Cela dit, il est intéressant de noter que Poutine s’est simplement lavé les mains de tout différend territorial qui pourrait survenir entre l’Ukraine et ses voisins orientaux (qui sont tous des pays de l’OTAN). Récemment, le chef des services de renseignement russes, Sergey Naryshkin, a utilisé une métaphore puissante, avertissant que les États-Unis pourraient être confrontés à un «second Vietnam» en Ukraine, qui les hanterait pendant longtemps.

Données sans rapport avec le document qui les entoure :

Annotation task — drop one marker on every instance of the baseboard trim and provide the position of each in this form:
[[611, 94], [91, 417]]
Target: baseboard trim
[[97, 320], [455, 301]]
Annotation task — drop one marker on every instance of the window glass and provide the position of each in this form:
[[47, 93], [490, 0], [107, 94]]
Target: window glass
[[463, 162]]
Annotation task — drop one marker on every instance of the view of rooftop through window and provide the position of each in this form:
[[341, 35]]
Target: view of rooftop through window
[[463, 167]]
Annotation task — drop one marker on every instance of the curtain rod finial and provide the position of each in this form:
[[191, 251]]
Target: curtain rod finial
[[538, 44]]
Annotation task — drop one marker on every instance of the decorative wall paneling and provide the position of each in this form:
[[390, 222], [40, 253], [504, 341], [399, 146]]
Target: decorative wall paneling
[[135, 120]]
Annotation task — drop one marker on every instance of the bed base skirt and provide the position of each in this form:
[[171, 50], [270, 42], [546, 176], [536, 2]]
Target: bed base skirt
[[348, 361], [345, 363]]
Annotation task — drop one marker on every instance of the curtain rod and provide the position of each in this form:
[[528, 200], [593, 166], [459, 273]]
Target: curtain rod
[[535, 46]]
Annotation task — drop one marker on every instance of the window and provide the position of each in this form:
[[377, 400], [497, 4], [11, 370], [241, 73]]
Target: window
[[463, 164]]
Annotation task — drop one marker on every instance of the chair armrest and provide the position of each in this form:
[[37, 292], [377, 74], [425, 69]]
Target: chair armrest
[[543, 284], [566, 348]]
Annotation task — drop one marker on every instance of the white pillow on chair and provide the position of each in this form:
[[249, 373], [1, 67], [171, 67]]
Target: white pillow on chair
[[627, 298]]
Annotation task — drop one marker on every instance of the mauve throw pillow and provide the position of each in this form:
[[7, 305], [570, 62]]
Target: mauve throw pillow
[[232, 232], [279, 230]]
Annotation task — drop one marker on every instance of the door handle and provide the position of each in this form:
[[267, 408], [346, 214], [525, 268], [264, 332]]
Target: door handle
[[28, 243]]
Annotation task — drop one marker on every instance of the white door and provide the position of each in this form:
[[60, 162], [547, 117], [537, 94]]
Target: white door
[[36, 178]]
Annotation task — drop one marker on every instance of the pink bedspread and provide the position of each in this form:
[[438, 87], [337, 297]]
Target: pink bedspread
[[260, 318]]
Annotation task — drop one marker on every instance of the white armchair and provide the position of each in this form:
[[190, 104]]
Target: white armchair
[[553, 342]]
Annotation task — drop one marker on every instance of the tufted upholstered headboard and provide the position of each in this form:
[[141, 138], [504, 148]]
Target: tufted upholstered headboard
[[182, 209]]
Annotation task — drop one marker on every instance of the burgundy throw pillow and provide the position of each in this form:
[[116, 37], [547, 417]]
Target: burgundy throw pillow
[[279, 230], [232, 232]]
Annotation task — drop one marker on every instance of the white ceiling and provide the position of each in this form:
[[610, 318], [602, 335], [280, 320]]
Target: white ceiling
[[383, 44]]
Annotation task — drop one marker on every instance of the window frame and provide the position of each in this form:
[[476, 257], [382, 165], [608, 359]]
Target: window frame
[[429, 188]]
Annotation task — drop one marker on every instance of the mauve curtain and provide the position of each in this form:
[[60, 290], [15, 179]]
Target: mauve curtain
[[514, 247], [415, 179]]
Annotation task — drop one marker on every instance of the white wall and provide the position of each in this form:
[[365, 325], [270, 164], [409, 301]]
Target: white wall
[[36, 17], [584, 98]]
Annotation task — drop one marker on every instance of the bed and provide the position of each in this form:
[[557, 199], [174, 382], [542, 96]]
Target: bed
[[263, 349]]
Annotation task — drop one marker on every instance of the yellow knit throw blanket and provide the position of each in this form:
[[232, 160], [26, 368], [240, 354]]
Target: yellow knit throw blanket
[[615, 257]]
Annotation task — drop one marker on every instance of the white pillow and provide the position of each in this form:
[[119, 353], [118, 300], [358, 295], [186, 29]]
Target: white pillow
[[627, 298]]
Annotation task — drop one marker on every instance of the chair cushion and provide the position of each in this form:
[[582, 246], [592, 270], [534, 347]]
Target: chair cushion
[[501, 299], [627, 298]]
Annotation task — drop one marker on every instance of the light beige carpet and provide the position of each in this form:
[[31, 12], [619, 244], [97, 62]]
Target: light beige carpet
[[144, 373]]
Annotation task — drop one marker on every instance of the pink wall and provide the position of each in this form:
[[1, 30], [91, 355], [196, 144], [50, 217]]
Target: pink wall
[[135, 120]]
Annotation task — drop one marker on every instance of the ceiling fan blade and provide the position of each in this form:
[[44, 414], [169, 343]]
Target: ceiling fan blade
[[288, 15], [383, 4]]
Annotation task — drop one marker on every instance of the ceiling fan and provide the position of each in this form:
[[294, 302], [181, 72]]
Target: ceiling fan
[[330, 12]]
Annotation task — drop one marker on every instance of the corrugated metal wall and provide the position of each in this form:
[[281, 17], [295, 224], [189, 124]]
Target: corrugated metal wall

L’essentiel, tel que l’a formulé Poutine, est le suivant : «L’histoire remettra chaque chose à sa place. Nous (Moscou) n’interviendrons pas, mais nous ne renoncerons pas à ce qui nous appartient. Tout le monde doit en être conscient : ceux qui, en Ukraine, sont agressivement disposés à l’égard de la Russie, ainsi que les Européens et les Américains. S’ils veulent négocier, qu’ils le fassent. Mais nous ne le ferons qu’en fonction de nos intérêts».
Poutine a conclu en disant que si l’arbitre final est la prouesse militaire, cela explique pourquoi la Russie se concentre sur des «forces armées fortes, fiables, bien équipées et correctement motivées», soutenues par une économie solide et «le soutien du peuple multiethnique russe».
Il est fort probable que les opérations militaires russes se déplacent vers l’ouest en direction du Dniepr dans les mois à venir, bien au-delà des quatre nouveaux territoires qui ont rejoint la Fédération de Russie l’année dernière – Louhansk, Donetsk, Zaporozhia et Kherson. En l’absence de tout règlement négocié, la Russie pourrait choisir de «libérer» unilatéralement les régions méridionales de l’Ukraine qui faisaient historiquement partie de la Russie, ce qui inclurait probablement Odessa et toute la côte de la mer Noire, ou Kharkov au nord de la région du Donbass.
La Russie s’attend à ce que les capacités de combat des forces ukrainiennes diminuent fortement dans un avenir proche et l’armée a déjà du mal à trouver de nouvelles recrues. En d’autres termes, au cours de l’année à venir, l’équilibre des forces sur le front se modifiera en raison des lourdes pertes subies par l’armée ukrainienne et de la baisse de l’aide occidentale, et, à un moment donné, les défenses de l’Ukraine commenceront à s’effondrer.
On note les gains récents de la Russie dans les opérations militaires – par exemple, Soledar, Artyomovsk (Bakhmut), Avdeevka, Maryinka, etc. Ce changement va encore s’accélérer car le complexe militaro-industriel russe fonctionne de manière optimale et la Russie déploie massivement de nouveaux types d’armes, comme les bombes aériennes planantes, qui ont modifié le rôle de l’armée de l’air russe dans le conflit.
Des dizaines de bombes aériennes lourdes sont larguées chaque jour et, de même, l’utilisation de munitions de barrage modernes et d’autres systèmes, notamment les munitions à guidage de précision, augmente. Des chars T-90M et de nouveaux types de véhicules blindés légers ont également fait leur apparition sur le champ de bataille.
En comparaison, l’Ukraine est confrontée à une diminution des livraisons d’armes en raison des capacités de production limitées de l’Occident, où une croissance durable de la production à l’échelle industrielle n’est pas envisageable à court terme. Dans le même temps, la crise du Moyen-Orient et les tensions autour de Taïwan deviennent des distractions majeures pour les États-Unis.
Tous ces facteurs pris en compte, un changement décisif dans l’équilibre des forces contre l’Ukraine est tout à fait concevable d’ici la fin de l’année prochaine, conduisant à une fin du conflit aux conditions de la Russie.